10. What is the suspected organism...give evidence why you believe this.
11. What tests does the laboratory use to confirm this pathogen? Be specific.
12. Where did Dave likely acquire this infection and why?
E. Sal returned from Africa 12 days prior to his hospital admission. He has been there for 6 months working as a civil engineer building roads in Rwanda, Zaire and Uganda. A week before, Sal began suffering with chills, cough and myalgia. Three days ago, he had episodes of fevers and chills, three times a day. On admission, Sal is stuporous and shows mental changes. Blood work shows lowered WBC and platelet counts. His hematocrit value is about half the normal level and his bleeding times are very prolonged. A sporozoan parasite is recovered from the blood, showing a characteristic “ring form.” Despite treatment, Sal eventually became comatose and died.

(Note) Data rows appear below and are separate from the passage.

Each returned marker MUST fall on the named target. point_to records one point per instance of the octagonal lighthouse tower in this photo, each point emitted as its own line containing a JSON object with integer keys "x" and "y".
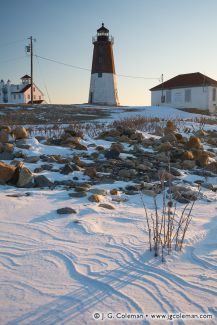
{"x": 103, "y": 83}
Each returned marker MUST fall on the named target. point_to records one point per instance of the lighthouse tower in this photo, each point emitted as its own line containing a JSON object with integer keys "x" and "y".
{"x": 103, "y": 83}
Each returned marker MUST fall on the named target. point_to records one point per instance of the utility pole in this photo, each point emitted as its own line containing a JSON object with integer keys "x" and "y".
{"x": 162, "y": 89}
{"x": 31, "y": 55}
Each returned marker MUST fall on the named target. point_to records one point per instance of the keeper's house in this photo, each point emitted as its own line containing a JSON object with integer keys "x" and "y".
{"x": 20, "y": 93}
{"x": 191, "y": 90}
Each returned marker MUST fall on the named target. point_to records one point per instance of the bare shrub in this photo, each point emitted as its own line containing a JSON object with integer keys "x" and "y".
{"x": 167, "y": 227}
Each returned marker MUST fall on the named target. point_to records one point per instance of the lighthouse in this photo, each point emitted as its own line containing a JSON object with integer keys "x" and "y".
{"x": 103, "y": 83}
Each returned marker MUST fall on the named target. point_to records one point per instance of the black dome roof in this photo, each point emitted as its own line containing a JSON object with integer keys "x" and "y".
{"x": 102, "y": 29}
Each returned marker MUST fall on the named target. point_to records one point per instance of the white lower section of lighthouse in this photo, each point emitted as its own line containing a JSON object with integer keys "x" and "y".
{"x": 103, "y": 89}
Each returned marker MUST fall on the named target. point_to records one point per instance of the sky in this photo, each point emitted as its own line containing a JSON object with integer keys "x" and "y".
{"x": 151, "y": 38}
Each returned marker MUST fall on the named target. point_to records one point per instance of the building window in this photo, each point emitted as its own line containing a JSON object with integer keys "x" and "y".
{"x": 168, "y": 96}
{"x": 214, "y": 94}
{"x": 187, "y": 95}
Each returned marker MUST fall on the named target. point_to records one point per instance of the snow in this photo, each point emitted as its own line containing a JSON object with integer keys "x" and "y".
{"x": 62, "y": 269}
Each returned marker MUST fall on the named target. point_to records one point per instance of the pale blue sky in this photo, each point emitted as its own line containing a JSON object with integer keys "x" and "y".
{"x": 151, "y": 37}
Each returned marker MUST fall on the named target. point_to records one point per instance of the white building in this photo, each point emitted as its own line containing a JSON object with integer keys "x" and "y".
{"x": 20, "y": 93}
{"x": 103, "y": 83}
{"x": 191, "y": 90}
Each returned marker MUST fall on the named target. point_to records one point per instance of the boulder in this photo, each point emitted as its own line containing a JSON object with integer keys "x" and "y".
{"x": 66, "y": 210}
{"x": 67, "y": 169}
{"x": 20, "y": 133}
{"x": 106, "y": 206}
{"x": 164, "y": 147}
{"x": 9, "y": 147}
{"x": 194, "y": 143}
{"x": 91, "y": 172}
{"x": 94, "y": 198}
{"x": 4, "y": 136}
{"x": 188, "y": 164}
{"x": 112, "y": 154}
{"x": 114, "y": 191}
{"x": 6, "y": 173}
{"x": 6, "y": 128}
{"x": 77, "y": 194}
{"x": 117, "y": 146}
{"x": 98, "y": 191}
{"x": 32, "y": 159}
{"x": 43, "y": 181}
{"x": 25, "y": 178}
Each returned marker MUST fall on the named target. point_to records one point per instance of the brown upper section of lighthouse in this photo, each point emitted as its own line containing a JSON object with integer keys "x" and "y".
{"x": 103, "y": 58}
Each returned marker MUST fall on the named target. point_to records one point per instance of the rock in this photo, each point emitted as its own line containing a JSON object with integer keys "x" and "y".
{"x": 6, "y": 173}
{"x": 66, "y": 210}
{"x": 40, "y": 138}
{"x": 170, "y": 127}
{"x": 23, "y": 146}
{"x": 94, "y": 198}
{"x": 175, "y": 172}
{"x": 120, "y": 199}
{"x": 25, "y": 178}
{"x": 164, "y": 175}
{"x": 1, "y": 147}
{"x": 4, "y": 136}
{"x": 5, "y": 128}
{"x": 66, "y": 169}
{"x": 98, "y": 191}
{"x": 70, "y": 130}
{"x": 194, "y": 143}
{"x": 78, "y": 194}
{"x": 170, "y": 137}
{"x": 9, "y": 147}
{"x": 188, "y": 155}
{"x": 149, "y": 192}
{"x": 112, "y": 154}
{"x": 114, "y": 191}
{"x": 117, "y": 146}
{"x": 203, "y": 159}
{"x": 38, "y": 170}
{"x": 127, "y": 173}
{"x": 32, "y": 159}
{"x": 80, "y": 146}
{"x": 164, "y": 147}
{"x": 20, "y": 133}
{"x": 212, "y": 166}
{"x": 107, "y": 206}
{"x": 159, "y": 131}
{"x": 42, "y": 181}
{"x": 81, "y": 189}
{"x": 6, "y": 156}
{"x": 91, "y": 172}
{"x": 100, "y": 148}
{"x": 188, "y": 164}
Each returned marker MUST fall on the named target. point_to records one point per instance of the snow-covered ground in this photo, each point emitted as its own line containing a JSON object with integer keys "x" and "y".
{"x": 64, "y": 269}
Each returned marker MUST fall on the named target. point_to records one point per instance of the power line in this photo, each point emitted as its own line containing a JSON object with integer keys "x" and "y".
{"x": 14, "y": 59}
{"x": 86, "y": 69}
{"x": 13, "y": 42}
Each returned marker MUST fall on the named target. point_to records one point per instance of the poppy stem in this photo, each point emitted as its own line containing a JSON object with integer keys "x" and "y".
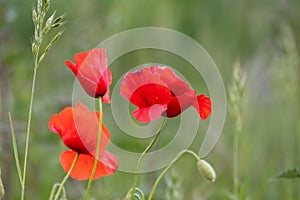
{"x": 36, "y": 64}
{"x": 97, "y": 150}
{"x": 136, "y": 176}
{"x": 61, "y": 186}
{"x": 168, "y": 168}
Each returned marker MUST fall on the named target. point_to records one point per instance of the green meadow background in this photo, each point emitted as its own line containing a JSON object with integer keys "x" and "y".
{"x": 263, "y": 35}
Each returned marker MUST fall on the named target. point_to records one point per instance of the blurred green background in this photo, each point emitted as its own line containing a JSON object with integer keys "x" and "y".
{"x": 263, "y": 35}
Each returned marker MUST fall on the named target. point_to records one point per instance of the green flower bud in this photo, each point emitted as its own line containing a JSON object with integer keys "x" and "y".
{"x": 206, "y": 170}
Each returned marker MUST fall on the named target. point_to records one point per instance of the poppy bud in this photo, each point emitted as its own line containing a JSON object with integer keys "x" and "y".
{"x": 206, "y": 170}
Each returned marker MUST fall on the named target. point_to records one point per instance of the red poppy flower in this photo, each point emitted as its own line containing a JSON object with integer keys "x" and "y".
{"x": 78, "y": 129}
{"x": 158, "y": 91}
{"x": 92, "y": 72}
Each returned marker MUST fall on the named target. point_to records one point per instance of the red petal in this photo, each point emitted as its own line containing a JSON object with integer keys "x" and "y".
{"x": 84, "y": 165}
{"x": 78, "y": 128}
{"x": 203, "y": 106}
{"x": 144, "y": 88}
{"x": 147, "y": 114}
{"x": 174, "y": 82}
{"x": 79, "y": 58}
{"x": 92, "y": 72}
{"x": 179, "y": 104}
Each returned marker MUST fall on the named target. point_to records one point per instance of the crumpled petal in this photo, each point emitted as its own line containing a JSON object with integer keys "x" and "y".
{"x": 78, "y": 128}
{"x": 92, "y": 72}
{"x": 203, "y": 106}
{"x": 157, "y": 86}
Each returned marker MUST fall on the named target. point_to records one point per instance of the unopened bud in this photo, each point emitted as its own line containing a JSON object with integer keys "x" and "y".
{"x": 207, "y": 170}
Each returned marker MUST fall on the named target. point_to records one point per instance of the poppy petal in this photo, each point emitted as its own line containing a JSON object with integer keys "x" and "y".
{"x": 147, "y": 114}
{"x": 203, "y": 106}
{"x": 78, "y": 128}
{"x": 92, "y": 72}
{"x": 83, "y": 167}
{"x": 144, "y": 88}
{"x": 178, "y": 104}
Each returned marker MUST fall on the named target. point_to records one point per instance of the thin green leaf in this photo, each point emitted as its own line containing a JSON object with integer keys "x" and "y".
{"x": 54, "y": 40}
{"x": 2, "y": 191}
{"x": 15, "y": 148}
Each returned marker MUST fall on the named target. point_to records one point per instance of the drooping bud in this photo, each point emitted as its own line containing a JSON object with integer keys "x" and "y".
{"x": 206, "y": 170}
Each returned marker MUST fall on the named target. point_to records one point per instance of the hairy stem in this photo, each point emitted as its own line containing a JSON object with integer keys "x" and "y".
{"x": 61, "y": 186}
{"x": 97, "y": 150}
{"x": 136, "y": 176}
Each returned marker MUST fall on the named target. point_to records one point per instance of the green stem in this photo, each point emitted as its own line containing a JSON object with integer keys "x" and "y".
{"x": 168, "y": 168}
{"x": 236, "y": 161}
{"x": 136, "y": 175}
{"x": 97, "y": 150}
{"x": 28, "y": 126}
{"x": 65, "y": 178}
{"x": 15, "y": 148}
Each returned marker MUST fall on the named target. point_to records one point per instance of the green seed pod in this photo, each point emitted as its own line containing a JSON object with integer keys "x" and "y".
{"x": 206, "y": 170}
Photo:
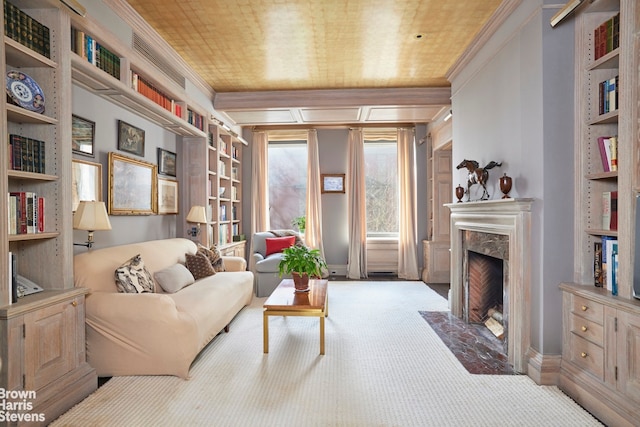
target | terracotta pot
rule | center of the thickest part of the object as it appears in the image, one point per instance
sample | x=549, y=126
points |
x=301, y=282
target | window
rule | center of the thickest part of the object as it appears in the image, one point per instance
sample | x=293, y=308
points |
x=381, y=172
x=287, y=182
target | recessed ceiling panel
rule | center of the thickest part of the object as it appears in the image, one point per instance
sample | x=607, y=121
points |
x=330, y=115
x=257, y=117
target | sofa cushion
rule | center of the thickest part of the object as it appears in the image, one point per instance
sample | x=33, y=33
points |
x=199, y=265
x=133, y=277
x=278, y=244
x=174, y=278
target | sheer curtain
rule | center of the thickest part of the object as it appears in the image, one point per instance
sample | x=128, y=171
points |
x=407, y=240
x=313, y=231
x=259, y=187
x=357, y=261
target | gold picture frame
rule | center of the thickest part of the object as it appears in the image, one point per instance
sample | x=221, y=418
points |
x=132, y=186
x=86, y=182
x=167, y=196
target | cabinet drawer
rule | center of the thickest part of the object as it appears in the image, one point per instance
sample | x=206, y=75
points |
x=587, y=356
x=588, y=309
x=587, y=329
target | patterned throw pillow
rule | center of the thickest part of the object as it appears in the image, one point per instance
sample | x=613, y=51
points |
x=199, y=265
x=132, y=277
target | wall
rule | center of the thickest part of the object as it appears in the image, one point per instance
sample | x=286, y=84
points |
x=514, y=103
x=333, y=154
x=125, y=229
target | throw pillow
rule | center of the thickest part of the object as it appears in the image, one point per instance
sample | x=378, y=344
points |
x=174, y=278
x=278, y=244
x=199, y=265
x=133, y=277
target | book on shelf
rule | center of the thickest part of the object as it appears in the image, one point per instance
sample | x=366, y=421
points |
x=21, y=27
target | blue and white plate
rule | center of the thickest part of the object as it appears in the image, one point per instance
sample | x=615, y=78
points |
x=24, y=91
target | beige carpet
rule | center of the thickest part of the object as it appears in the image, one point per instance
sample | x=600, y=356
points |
x=384, y=366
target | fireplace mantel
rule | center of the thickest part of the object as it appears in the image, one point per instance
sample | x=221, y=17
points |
x=510, y=217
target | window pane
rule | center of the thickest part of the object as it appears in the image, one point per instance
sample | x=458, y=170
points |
x=287, y=183
x=381, y=171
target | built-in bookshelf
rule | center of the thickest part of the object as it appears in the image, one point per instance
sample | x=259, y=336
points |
x=601, y=317
x=42, y=335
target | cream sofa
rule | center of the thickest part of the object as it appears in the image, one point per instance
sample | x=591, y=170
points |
x=155, y=333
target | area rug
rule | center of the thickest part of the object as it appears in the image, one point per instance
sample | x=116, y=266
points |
x=473, y=345
x=384, y=366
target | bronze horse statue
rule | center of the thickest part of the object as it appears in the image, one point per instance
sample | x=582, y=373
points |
x=477, y=175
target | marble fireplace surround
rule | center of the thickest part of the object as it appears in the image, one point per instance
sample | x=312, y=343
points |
x=512, y=218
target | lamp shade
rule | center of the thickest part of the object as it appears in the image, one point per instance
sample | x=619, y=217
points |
x=91, y=216
x=197, y=214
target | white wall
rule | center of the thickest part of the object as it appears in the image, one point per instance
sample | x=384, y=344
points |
x=514, y=103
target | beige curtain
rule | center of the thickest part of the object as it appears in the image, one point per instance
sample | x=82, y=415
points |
x=357, y=260
x=407, y=240
x=313, y=231
x=259, y=187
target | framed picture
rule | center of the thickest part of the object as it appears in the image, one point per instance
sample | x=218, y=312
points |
x=166, y=162
x=167, y=196
x=332, y=182
x=86, y=182
x=132, y=186
x=82, y=136
x=130, y=139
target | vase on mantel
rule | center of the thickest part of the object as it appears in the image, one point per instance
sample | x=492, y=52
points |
x=505, y=185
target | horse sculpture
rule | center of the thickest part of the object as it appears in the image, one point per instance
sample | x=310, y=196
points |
x=477, y=175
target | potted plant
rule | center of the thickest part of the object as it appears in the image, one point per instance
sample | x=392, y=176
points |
x=300, y=222
x=302, y=263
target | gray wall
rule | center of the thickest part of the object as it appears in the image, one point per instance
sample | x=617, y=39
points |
x=125, y=229
x=514, y=103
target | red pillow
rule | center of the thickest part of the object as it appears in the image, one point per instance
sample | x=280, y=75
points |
x=277, y=244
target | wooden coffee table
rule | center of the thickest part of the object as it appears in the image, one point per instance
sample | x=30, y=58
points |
x=285, y=301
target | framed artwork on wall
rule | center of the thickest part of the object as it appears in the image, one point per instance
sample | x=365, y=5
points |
x=132, y=186
x=130, y=139
x=332, y=183
x=86, y=182
x=167, y=196
x=82, y=136
x=166, y=162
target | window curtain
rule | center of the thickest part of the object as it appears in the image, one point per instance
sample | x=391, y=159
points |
x=259, y=188
x=357, y=260
x=407, y=240
x=313, y=230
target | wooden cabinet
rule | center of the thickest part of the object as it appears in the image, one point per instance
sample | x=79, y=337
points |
x=600, y=353
x=44, y=351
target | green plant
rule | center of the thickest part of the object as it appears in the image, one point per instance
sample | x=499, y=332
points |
x=300, y=222
x=301, y=260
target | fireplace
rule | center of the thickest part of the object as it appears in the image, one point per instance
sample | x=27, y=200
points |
x=496, y=235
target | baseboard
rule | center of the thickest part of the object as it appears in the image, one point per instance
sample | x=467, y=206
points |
x=544, y=369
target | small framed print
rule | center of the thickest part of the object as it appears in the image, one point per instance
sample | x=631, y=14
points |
x=332, y=182
x=167, y=196
x=166, y=162
x=130, y=139
x=82, y=135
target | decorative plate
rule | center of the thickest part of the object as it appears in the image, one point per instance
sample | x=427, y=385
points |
x=24, y=91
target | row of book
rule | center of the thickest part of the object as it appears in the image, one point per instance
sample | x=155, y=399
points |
x=608, y=146
x=26, y=154
x=606, y=36
x=88, y=48
x=609, y=210
x=608, y=95
x=27, y=31
x=26, y=213
x=148, y=90
x=605, y=264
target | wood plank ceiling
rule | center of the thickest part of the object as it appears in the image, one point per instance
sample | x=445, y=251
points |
x=321, y=61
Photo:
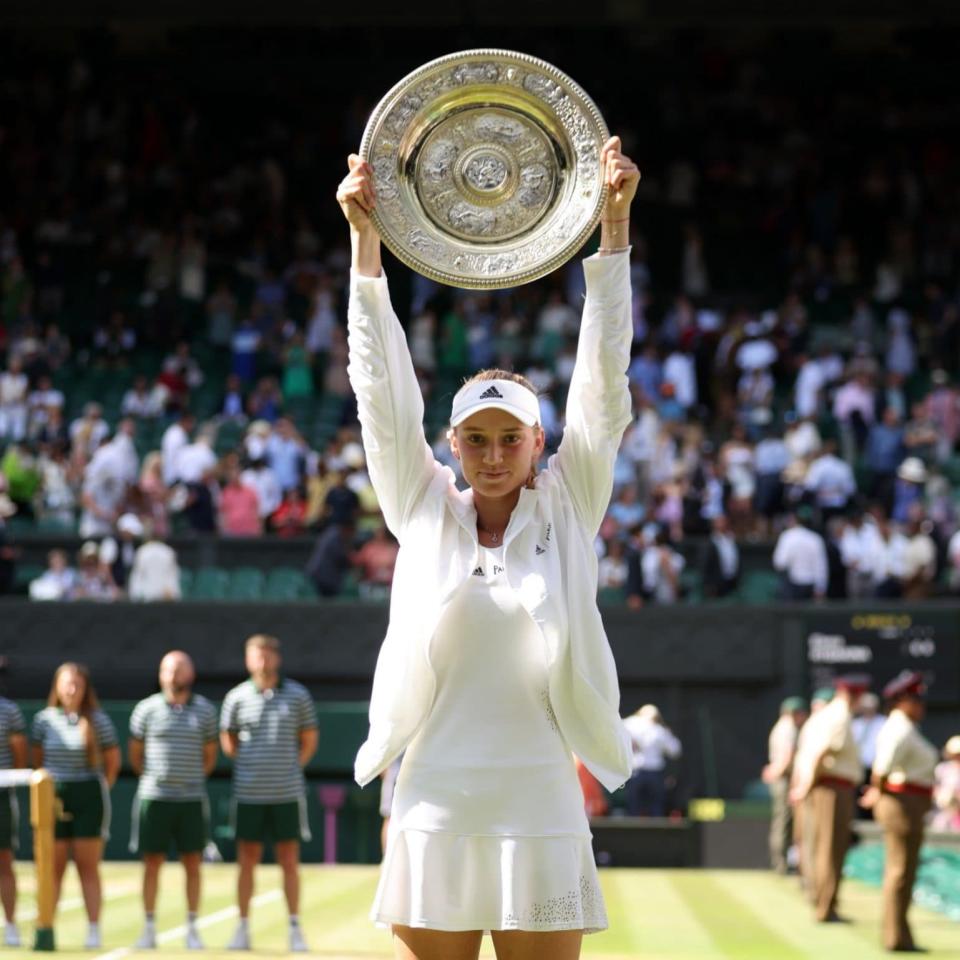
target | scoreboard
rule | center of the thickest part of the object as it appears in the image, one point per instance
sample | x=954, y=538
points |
x=881, y=643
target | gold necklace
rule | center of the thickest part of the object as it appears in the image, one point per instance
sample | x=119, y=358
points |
x=494, y=537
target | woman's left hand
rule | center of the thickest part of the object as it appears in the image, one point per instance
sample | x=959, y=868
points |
x=622, y=176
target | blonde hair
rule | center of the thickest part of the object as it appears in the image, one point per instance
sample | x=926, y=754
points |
x=263, y=640
x=88, y=704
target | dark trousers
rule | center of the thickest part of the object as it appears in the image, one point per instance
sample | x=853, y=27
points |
x=647, y=794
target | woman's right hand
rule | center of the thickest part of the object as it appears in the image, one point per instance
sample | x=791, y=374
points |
x=356, y=195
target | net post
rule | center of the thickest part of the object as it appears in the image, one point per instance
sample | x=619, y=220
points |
x=41, y=819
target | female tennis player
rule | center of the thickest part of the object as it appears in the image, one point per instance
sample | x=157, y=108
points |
x=77, y=742
x=495, y=665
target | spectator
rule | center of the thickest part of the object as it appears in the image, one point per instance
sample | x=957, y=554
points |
x=946, y=791
x=266, y=401
x=40, y=403
x=175, y=439
x=264, y=482
x=196, y=459
x=801, y=557
x=119, y=554
x=653, y=745
x=888, y=560
x=627, y=510
x=720, y=565
x=865, y=726
x=770, y=459
x=679, y=370
x=289, y=519
x=662, y=566
x=88, y=432
x=233, y=405
x=909, y=489
x=859, y=543
x=376, y=559
x=221, y=315
x=239, y=507
x=57, y=581
x=155, y=574
x=154, y=493
x=297, y=374
x=330, y=560
x=883, y=455
x=245, y=345
x=943, y=407
x=612, y=573
x=781, y=750
x=854, y=407
x=13, y=401
x=93, y=581
x=831, y=482
x=285, y=453
x=920, y=556
x=140, y=401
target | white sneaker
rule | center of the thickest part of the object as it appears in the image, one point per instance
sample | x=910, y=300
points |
x=297, y=943
x=240, y=939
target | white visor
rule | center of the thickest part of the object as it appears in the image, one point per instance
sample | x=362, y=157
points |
x=513, y=398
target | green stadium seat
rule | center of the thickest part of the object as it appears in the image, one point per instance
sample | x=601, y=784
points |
x=246, y=583
x=210, y=583
x=760, y=586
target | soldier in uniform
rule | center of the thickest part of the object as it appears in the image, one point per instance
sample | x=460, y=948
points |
x=776, y=774
x=900, y=795
x=804, y=834
x=829, y=771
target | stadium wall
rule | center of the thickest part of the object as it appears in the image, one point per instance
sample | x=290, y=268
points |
x=717, y=672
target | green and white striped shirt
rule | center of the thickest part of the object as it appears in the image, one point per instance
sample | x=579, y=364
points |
x=268, y=723
x=11, y=723
x=64, y=749
x=173, y=736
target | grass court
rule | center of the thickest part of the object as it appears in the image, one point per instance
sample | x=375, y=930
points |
x=654, y=914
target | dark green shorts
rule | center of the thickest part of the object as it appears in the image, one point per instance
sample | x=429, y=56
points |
x=161, y=824
x=9, y=820
x=259, y=822
x=82, y=809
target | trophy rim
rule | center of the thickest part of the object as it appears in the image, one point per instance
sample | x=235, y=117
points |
x=529, y=274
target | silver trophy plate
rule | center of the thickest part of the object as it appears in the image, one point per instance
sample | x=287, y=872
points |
x=486, y=165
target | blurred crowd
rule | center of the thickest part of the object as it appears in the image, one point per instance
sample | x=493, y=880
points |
x=796, y=362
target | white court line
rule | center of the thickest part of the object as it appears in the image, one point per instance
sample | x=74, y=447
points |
x=72, y=903
x=208, y=921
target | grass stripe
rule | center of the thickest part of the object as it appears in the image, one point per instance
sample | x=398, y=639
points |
x=636, y=922
x=738, y=931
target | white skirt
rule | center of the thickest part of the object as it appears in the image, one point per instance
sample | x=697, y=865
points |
x=446, y=881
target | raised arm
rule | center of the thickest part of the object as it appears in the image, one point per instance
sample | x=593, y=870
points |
x=381, y=372
x=598, y=402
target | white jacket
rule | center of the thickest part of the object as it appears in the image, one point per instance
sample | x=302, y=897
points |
x=549, y=557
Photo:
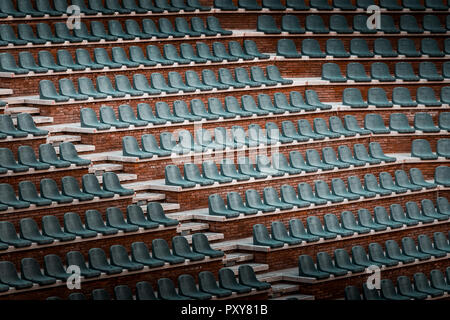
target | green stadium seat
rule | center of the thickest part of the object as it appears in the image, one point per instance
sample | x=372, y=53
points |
x=432, y=24
x=297, y=230
x=98, y=261
x=306, y=268
x=325, y=264
x=315, y=227
x=9, y=236
x=332, y=224
x=358, y=47
x=352, y=97
x=335, y=48
x=213, y=24
x=291, y=24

13. What was wrong with Sal? Give your thinking about how you got to your answer, including the genus and species.
14. Of what significance are the mental changes?
15. How could Sal’s condition have been prevented?
16. Describe two ways to prevent the transmission of this disease.
F. Forty-year-old Beatrice notices an ulcer on the distal aspect of her right third finger approximately 12 days prior to admission. She develops chills and fever and is treated with oral penicillin without success. Bea is then referred for admission to this hospital. On physical examination, Bea is an obese female in moderate distress. Her temperature is 40o C, and her respiration 18/min. Remarkable physical findings include an excoriated, ulcerated lesion of the right third finger and associated epitrochlear and axillary lymphadenopathy. Cultures (including blood and wound surface) are negative. Retrospective questioning reveals that Bea had butchered a rabbit 1 week prior to the onset of her illness.
17. What pathogen is the most likely etiologic agent?
18. Give two reasons why the laboratory must be notified in advance when attempting to isolate this organism from tissues.
19. Serologic diagnosis is attempted in this patient. Her initial titer against this bacterium was 320, and a follow-up titer 2 weeks later is 2,560. How much of a rise in titer does this represent, and does such a rise indicate disease?
20. Describe two other means of transmission that might occur with this pathogen.